4 Replies Latest reply on Apr 20, 2012 9:20 AM by Dan Cory

    Blend vs. Join?

    Andrew Peralta

      Looking to understand whether I should be trying to blend or join my data in the following scenario:


      I have one source that has transactional information for employees

      - Hire date

      - turnover date

      - job

      - location

      - etc.


      I have another file that is at a higher level of detail,  still references the same jobs and locations, but not employees.

      - Job

      - location

      - market salary info

      - date


      What I want to create is something that combines the two, and enables me to see something like all turnovers, by market salary for a specific location. When I try blending them, I find the options for analysis very limiting, whereas when I try to join them, the results I get make no sense.


      Any thoughts to get me started?

        • 1. Re: Blend vs. Join?
          Bruce Segal

          Andrew: I have similar questions and have not yet fully used data blending successfully. Until someone else comes along and can give you more helpful info, the one thing that's give me partial success for data blending is to make sure you blend the least granular data into the more granular data. Sounds like in your case blend the top level job description info into the more granular personal info.

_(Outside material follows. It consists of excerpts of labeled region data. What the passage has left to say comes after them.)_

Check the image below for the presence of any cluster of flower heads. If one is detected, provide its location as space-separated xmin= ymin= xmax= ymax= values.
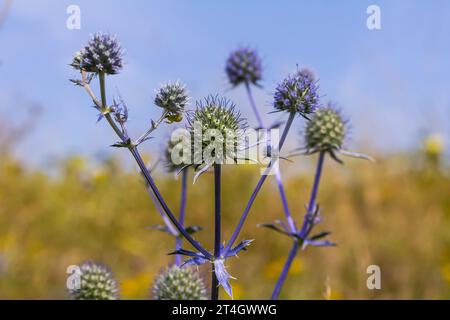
xmin=71 ymin=33 xmax=123 ymax=75
xmin=70 ymin=262 xmax=119 ymax=300
xmin=273 ymin=69 xmax=320 ymax=118
xmin=152 ymin=266 xmax=207 ymax=300
xmin=188 ymin=95 xmax=247 ymax=163
xmin=155 ymin=82 xmax=189 ymax=122
xmin=225 ymin=48 xmax=262 ymax=86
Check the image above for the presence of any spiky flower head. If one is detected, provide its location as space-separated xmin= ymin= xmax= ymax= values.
xmin=70 ymin=262 xmax=119 ymax=300
xmin=188 ymin=95 xmax=246 ymax=164
xmin=274 ymin=69 xmax=320 ymax=117
xmin=155 ymin=82 xmax=189 ymax=122
xmin=225 ymin=47 xmax=262 ymax=86
xmin=152 ymin=265 xmax=207 ymax=300
xmin=165 ymin=130 xmax=191 ymax=172
xmin=71 ymin=33 xmax=123 ymax=74
xmin=305 ymin=106 xmax=347 ymax=153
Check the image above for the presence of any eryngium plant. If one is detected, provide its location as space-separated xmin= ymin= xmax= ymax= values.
xmin=155 ymin=82 xmax=189 ymax=122
xmin=71 ymin=33 xmax=123 ymax=74
xmin=225 ymin=48 xmax=262 ymax=86
xmin=305 ymin=107 xmax=346 ymax=153
xmin=69 ymin=262 xmax=119 ymax=300
xmin=152 ymin=265 xmax=207 ymax=300
xmin=273 ymin=69 xmax=320 ymax=118
xmin=188 ymin=95 xmax=246 ymax=169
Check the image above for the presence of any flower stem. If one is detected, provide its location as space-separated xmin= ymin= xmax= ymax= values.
xmin=175 ymin=168 xmax=188 ymax=266
xmin=224 ymin=113 xmax=295 ymax=256
xmin=272 ymin=152 xmax=325 ymax=300
xmin=99 ymin=73 xmax=211 ymax=258
xmin=211 ymin=164 xmax=222 ymax=300
xmin=245 ymin=82 xmax=297 ymax=233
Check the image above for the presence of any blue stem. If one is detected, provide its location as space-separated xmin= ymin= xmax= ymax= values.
xmin=245 ymin=82 xmax=297 ymax=233
xmin=99 ymin=72 xmax=212 ymax=258
xmin=175 ymin=168 xmax=188 ymax=266
xmin=224 ymin=113 xmax=295 ymax=256
xmin=211 ymin=164 xmax=222 ymax=300
xmin=272 ymin=241 xmax=300 ymax=300
xmin=272 ymin=152 xmax=325 ymax=300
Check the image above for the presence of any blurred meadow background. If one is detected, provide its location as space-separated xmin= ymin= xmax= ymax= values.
xmin=0 ymin=0 xmax=450 ymax=299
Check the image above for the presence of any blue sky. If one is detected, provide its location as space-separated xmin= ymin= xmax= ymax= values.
xmin=0 ymin=0 xmax=450 ymax=165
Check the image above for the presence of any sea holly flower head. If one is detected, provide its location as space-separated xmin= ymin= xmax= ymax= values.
xmin=165 ymin=131 xmax=192 ymax=173
xmin=225 ymin=47 xmax=262 ymax=86
xmin=274 ymin=69 xmax=320 ymax=117
xmin=70 ymin=262 xmax=119 ymax=300
xmin=188 ymin=95 xmax=247 ymax=177
xmin=152 ymin=265 xmax=207 ymax=300
xmin=155 ymin=82 xmax=189 ymax=122
xmin=305 ymin=106 xmax=347 ymax=152
xmin=71 ymin=33 xmax=123 ymax=75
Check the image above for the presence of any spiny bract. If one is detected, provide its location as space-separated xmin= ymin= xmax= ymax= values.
xmin=152 ymin=266 xmax=207 ymax=300
xmin=71 ymin=33 xmax=123 ymax=74
xmin=305 ymin=106 xmax=346 ymax=152
xmin=70 ymin=262 xmax=119 ymax=300
xmin=225 ymin=48 xmax=262 ymax=86
xmin=274 ymin=69 xmax=320 ymax=117
xmin=155 ymin=82 xmax=189 ymax=122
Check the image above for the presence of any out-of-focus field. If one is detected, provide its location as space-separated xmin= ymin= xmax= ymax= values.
xmin=0 ymin=146 xmax=450 ymax=299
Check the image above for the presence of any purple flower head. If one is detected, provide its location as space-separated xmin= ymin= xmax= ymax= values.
xmin=225 ymin=47 xmax=262 ymax=86
xmin=274 ymin=69 xmax=320 ymax=117
xmin=71 ymin=33 xmax=123 ymax=74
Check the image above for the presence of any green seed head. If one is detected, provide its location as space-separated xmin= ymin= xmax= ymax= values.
xmin=70 ymin=263 xmax=119 ymax=300
xmin=152 ymin=266 xmax=207 ymax=300
xmin=189 ymin=96 xmax=246 ymax=163
xmin=306 ymin=107 xmax=346 ymax=152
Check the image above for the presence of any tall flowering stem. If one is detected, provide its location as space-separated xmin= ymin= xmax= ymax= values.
xmin=211 ymin=164 xmax=222 ymax=300
xmin=175 ymin=168 xmax=188 ymax=266
xmin=272 ymin=152 xmax=325 ymax=300
xmin=224 ymin=112 xmax=296 ymax=256
xmin=95 ymin=72 xmax=211 ymax=257
xmin=245 ymin=82 xmax=297 ymax=232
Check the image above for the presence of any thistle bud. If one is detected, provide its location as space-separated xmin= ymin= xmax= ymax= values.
xmin=274 ymin=69 xmax=320 ymax=117
xmin=152 ymin=266 xmax=207 ymax=300
xmin=189 ymin=96 xmax=246 ymax=163
xmin=71 ymin=33 xmax=123 ymax=74
xmin=70 ymin=263 xmax=119 ymax=300
xmin=155 ymin=82 xmax=189 ymax=122
xmin=225 ymin=48 xmax=262 ymax=86
xmin=305 ymin=107 xmax=347 ymax=152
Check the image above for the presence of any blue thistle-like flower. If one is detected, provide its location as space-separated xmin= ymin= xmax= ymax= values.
xmin=291 ymin=104 xmax=375 ymax=163
xmin=70 ymin=262 xmax=119 ymax=300
xmin=155 ymin=82 xmax=189 ymax=122
xmin=188 ymin=95 xmax=247 ymax=170
xmin=274 ymin=69 xmax=320 ymax=117
xmin=225 ymin=48 xmax=262 ymax=86
xmin=165 ymin=132 xmax=192 ymax=172
xmin=71 ymin=33 xmax=123 ymax=74
xmin=152 ymin=265 xmax=207 ymax=300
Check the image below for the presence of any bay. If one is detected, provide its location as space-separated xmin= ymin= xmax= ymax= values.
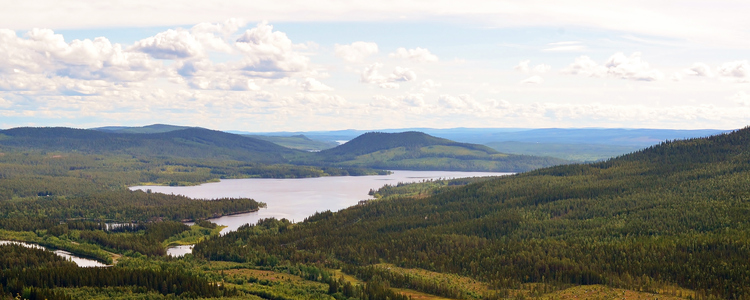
xmin=0 ymin=241 xmax=109 ymax=268
xmin=130 ymin=170 xmax=513 ymax=234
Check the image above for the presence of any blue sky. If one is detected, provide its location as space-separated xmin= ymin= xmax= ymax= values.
xmin=0 ymin=0 xmax=750 ymax=131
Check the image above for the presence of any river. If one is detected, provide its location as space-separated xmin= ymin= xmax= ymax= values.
xmin=0 ymin=240 xmax=109 ymax=267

          Also it will help if you have a unique id for the job description that will match in both data sets. And I suspect you want the data in the job description data to blend with the date hired field in the more detailed data set. For data blending you might have to make that match manually b/c you have 2 date fields in you more granular data set.

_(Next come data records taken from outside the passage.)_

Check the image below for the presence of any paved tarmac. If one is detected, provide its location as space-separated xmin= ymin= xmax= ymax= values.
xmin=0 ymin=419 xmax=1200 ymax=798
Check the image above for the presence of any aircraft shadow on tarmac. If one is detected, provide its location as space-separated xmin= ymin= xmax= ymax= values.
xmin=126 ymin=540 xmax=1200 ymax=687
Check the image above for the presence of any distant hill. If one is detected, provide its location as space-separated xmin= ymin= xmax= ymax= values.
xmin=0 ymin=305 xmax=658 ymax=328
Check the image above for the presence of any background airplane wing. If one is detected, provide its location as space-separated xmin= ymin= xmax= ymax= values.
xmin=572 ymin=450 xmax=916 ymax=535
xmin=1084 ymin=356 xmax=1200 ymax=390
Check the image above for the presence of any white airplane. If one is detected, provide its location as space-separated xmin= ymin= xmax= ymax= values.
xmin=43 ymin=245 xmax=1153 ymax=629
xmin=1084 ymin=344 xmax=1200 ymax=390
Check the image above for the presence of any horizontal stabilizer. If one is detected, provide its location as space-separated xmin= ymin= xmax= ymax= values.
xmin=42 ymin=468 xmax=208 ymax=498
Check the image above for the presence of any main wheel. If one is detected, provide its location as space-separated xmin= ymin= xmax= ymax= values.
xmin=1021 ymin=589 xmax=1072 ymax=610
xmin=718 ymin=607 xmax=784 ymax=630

          Ooh that leads to a related data structure question I propose to others. For your more granular data set ... Rather than using two date columns, should you have one column named date and add a column called something like status (choices = Hire Date or Turnover Date) and two rows for each person. One row showing the job location, description, etc. for each person on the hire date and another row showing the same info on the turn over date. Sometimes the job will be the same, some times not.

          • 2. Re: Blend vs. Join?
            Dan Cory

            Generally if all of your data is from the same source, you should join, not blend. It will (usually) be faster and (usually) let you be more flexible in your analysis.

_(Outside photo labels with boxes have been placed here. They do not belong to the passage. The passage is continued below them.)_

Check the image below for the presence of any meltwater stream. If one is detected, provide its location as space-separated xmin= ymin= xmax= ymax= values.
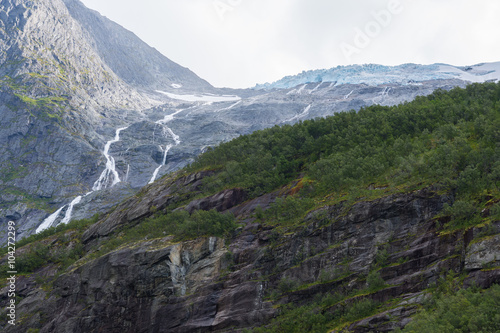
xmin=148 ymin=109 xmax=186 ymax=184
xmin=92 ymin=127 xmax=128 ymax=191
xmin=35 ymin=127 xmax=128 ymax=234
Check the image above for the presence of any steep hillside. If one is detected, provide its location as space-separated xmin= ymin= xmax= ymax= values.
xmin=0 ymin=83 xmax=500 ymax=332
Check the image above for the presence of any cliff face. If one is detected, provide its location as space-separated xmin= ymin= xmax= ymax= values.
xmin=1 ymin=173 xmax=500 ymax=332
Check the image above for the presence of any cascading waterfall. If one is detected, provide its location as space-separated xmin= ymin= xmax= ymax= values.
xmin=148 ymin=145 xmax=172 ymax=184
xmin=61 ymin=194 xmax=82 ymax=224
xmin=92 ymin=127 xmax=128 ymax=191
xmin=35 ymin=127 xmax=130 ymax=234
xmin=148 ymin=109 xmax=185 ymax=184
xmin=125 ymin=164 xmax=130 ymax=181
xmin=35 ymin=205 xmax=66 ymax=234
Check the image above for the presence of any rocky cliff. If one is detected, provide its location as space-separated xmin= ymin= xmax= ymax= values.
xmin=1 ymin=173 xmax=500 ymax=332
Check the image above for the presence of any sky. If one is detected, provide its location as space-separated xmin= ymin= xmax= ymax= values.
xmin=81 ymin=0 xmax=500 ymax=88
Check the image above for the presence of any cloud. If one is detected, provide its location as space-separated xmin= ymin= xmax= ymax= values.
xmin=83 ymin=0 xmax=500 ymax=87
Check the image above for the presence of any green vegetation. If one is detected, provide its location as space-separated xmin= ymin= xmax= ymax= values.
xmin=0 ymin=83 xmax=500 ymax=332
xmin=124 ymin=209 xmax=237 ymax=241
xmin=188 ymin=83 xmax=500 ymax=230
xmin=402 ymin=285 xmax=500 ymax=333
xmin=253 ymin=294 xmax=380 ymax=333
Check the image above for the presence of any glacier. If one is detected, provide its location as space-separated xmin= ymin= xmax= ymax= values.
xmin=253 ymin=62 xmax=500 ymax=89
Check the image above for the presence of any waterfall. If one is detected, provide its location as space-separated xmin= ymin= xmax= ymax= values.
xmin=148 ymin=109 xmax=186 ymax=184
xmin=92 ymin=127 xmax=128 ymax=191
xmin=35 ymin=206 xmax=66 ymax=234
xmin=148 ymin=145 xmax=172 ymax=184
xmin=61 ymin=196 xmax=82 ymax=224
xmin=125 ymin=164 xmax=130 ymax=181
xmin=35 ymin=127 xmax=130 ymax=234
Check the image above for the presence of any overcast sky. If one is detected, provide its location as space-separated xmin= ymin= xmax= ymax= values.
xmin=82 ymin=0 xmax=500 ymax=88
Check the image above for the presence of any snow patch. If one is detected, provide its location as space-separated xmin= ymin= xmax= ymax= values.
xmin=156 ymin=90 xmax=241 ymax=102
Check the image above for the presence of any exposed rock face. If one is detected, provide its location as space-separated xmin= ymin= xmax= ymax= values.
xmin=0 ymin=173 xmax=500 ymax=333
xmin=0 ymin=0 xmax=496 ymax=260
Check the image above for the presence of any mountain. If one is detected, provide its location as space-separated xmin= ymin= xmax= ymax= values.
xmin=0 ymin=0 xmax=217 ymax=242
xmin=0 ymin=0 xmax=498 ymax=243
xmin=255 ymin=62 xmax=500 ymax=90
xmin=0 ymin=83 xmax=500 ymax=333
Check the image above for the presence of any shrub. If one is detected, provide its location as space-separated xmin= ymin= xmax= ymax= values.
xmin=403 ymin=285 xmax=500 ymax=333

            If your join is giving results that make no sense, then you probably didn't get the join correct. You would need to join on both job and location. You would need to have the same job and location names or codes in each data set.


            If you could describe here how it "makes no sense" we might be better able to help you!



            • 3. Re: Blend vs. Join?
              Andrew Peralta

              What seems to be happening is a many to many to join. File 1 has information at an employee level, and file 2 has information at job and location level. Each entry in file 2, can apply to many entries in the first file., creating a situation where numbers are inflated. I've attached a sample file to give you an idea.

              • 4. Re: Blend vs. Join?
                Dan Cory

                If it's a many-to-many join, then neither blending nor joins are going to be very helpful. For the question you ask above "all turnovers, by market salary for a specific location", you only need the Monthly Summary table, so just don't join them.


                You probably want two data sources, one for each table, then build dashboards that use actions to filter one table using the other table.